Earl Scheib also handled media buys, placing his television and radio ads carefully. As son Donald explained in a company statement: 'He'd personally call the station manager and tell him to interrupt a sponsored show at a pivotal moment and run his ad. ... So you'd be watching a show, the villain's sneaking up behind the hero with a knife, and just when he's about to plunge the knife into the hero's back ... Earl comes on the screen pitching his service.' Scheib's commercials were seen and heard on television and radio stations in more than 100 cities, and he continued to film spots until his death in 1992. Despite his fame and television ad ubiquity, son Donald claimed that Scheib was not fond of appearing in commercials. 'In truth,' Donald Scheib said in a company statement, 'he hated doing those television spots. ... He didn't like being in front of the camera, you'd have to drag him feet-first into that studio, screaming.' Earl Scheib received many mentions on the Johnny Carson show in the '70s and '80s. These happened occasionally during skits as part of a punchline or in support of a set up. One example is that Earl Scheib would paint the smog in LA blue for 89.99. The context was the 1984 Olympics were starting, with the premise being the participants and fans wouldn't know there was smog there.

==Restructuring==
In 1999, the company began closing branches and selling company-owned properties to show a profit to shareholders. The organization reduced the number of its shops as a result of this practice, with most of its remaining centers in the western states, where rust and corrosion are less likely to be a problem.

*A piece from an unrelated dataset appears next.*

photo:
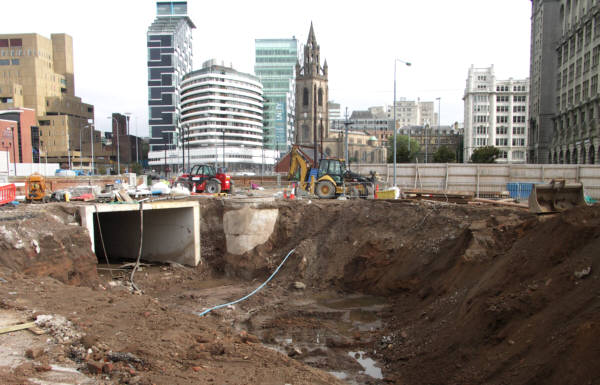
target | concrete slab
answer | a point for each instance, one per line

On February 18, 2009, Earl Scheib and Kelly Capital LLC, a private equity firm, announced the signing of the merger agreement. Kelly Capital LLC acquired the company in the second quarter of 2009 following shareholder approval of a merger agreement.

Beginning in July 2010, the company closed certain locations and franchised off the remaining locations to shop managers, giving them the opportunity to become small business owners. Specifically, the company offered them the rights to purchase all the equipment and fixtures in their shops and to use the Earl Scheib name for their own business. Many managers took advantage and agreed to the terms, resulting in today's independent Earl Scheib paint centers. These modern Earl Scheib centers now offer paint jobs and most of today's Scheib shops also offer custom painting, collision repair, and pinstriping.